Tying it back to The Stewpot, she said that had there been a program like The Stewpot, her struggle and that of her siblings would have been much easier. She added that The Stewpot also provides help in getting an ID and an address, where the homeless cannot only receive mail, they can register for such simple things as a library card.
After Touring Stewpot Alliance, Soup’s On Keynoter Regina Calcaterra Was Part Of The Event’s Patron Party
On the evening of Wednesday, January 16, the weather provided just a slight chill thanks to a 60-degree temperature and a breeze. At Christine and Frank Scardino’s Preston Hollow mansion, a fellow made his way to the fireplace in the living room and den to make sure fires were well in place.
In the sitting room, Soup’s On featured speaker/ author Regina Calcaterra, The Stewpot Alliance President-Elect Emily Turner, Kelly Garlock, The Stewpot Alliance Executive Director Brenda Snitzer and Rebecca Eldredge were preparing for the 2019 Soup’s On patrons to arrive.
The timing of The Stewpot Alliance fundraiser was perfectly timed according to Brenda.
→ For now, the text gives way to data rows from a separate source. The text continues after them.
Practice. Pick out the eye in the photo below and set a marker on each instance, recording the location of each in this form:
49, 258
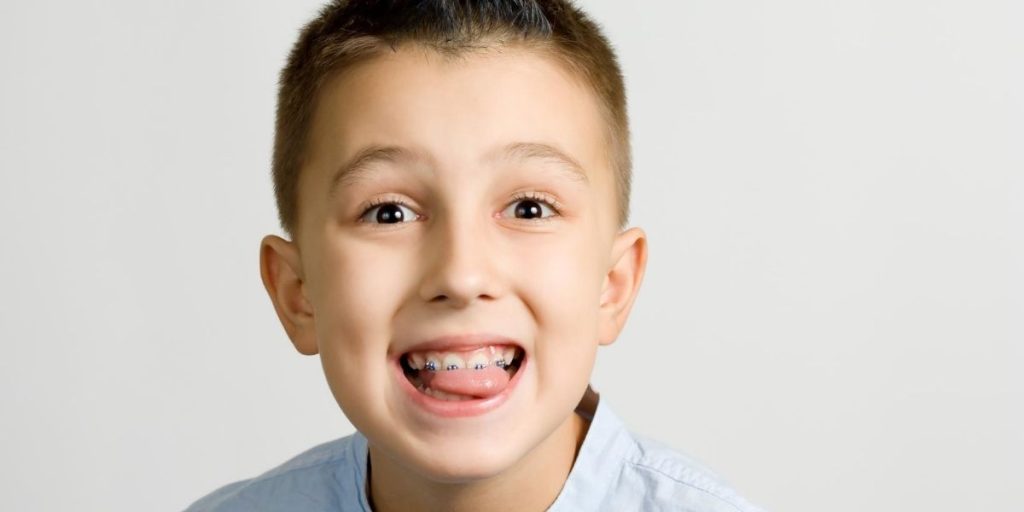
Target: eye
529, 208
388, 213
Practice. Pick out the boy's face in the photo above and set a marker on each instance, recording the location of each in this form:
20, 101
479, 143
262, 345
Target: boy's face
456, 238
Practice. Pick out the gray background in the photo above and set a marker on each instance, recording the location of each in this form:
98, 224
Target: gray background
832, 315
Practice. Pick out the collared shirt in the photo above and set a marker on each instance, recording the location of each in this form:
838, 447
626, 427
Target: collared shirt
614, 471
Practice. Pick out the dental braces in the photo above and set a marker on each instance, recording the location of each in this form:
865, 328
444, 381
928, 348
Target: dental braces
432, 366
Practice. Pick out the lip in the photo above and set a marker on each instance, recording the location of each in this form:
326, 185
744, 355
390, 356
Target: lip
458, 409
462, 342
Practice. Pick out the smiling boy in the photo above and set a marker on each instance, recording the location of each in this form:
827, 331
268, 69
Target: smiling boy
454, 176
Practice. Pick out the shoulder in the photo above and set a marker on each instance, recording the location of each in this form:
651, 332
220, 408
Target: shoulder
325, 477
672, 480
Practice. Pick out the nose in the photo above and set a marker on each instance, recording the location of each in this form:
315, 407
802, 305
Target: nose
462, 264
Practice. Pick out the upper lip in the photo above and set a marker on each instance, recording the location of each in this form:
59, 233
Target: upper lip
460, 342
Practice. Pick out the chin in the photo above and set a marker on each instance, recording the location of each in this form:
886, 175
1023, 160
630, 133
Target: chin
464, 469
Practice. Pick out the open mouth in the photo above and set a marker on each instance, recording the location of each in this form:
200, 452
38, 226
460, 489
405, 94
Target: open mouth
467, 375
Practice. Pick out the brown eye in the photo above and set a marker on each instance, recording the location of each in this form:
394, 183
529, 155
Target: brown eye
389, 213
529, 209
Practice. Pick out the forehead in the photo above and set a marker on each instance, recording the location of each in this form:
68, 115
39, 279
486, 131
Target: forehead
456, 114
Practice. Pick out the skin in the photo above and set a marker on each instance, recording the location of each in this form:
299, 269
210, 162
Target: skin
359, 293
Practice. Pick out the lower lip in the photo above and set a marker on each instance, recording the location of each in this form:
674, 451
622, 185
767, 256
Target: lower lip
457, 409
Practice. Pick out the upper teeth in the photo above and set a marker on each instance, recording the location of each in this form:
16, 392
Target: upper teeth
479, 358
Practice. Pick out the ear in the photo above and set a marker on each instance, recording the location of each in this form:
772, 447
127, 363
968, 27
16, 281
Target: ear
281, 268
629, 259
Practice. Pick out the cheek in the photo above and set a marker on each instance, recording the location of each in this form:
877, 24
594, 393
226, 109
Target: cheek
361, 290
563, 280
She reported that due to the Arctic Stampeded expected within a couple of days, the organization had been contacted by area shelters in need of food for what was expected to be full houses throughout the area.
Earlier in the day, Regina had toured The Stewpot and lunched with the staff at Mudhen Meat and Greens in the Farmers Market.
Highlight of the night was the presentation of a painting of Dallas by artist Leon Pollard to Mayor Mike Rawlings for his years of supporting The Stewpot.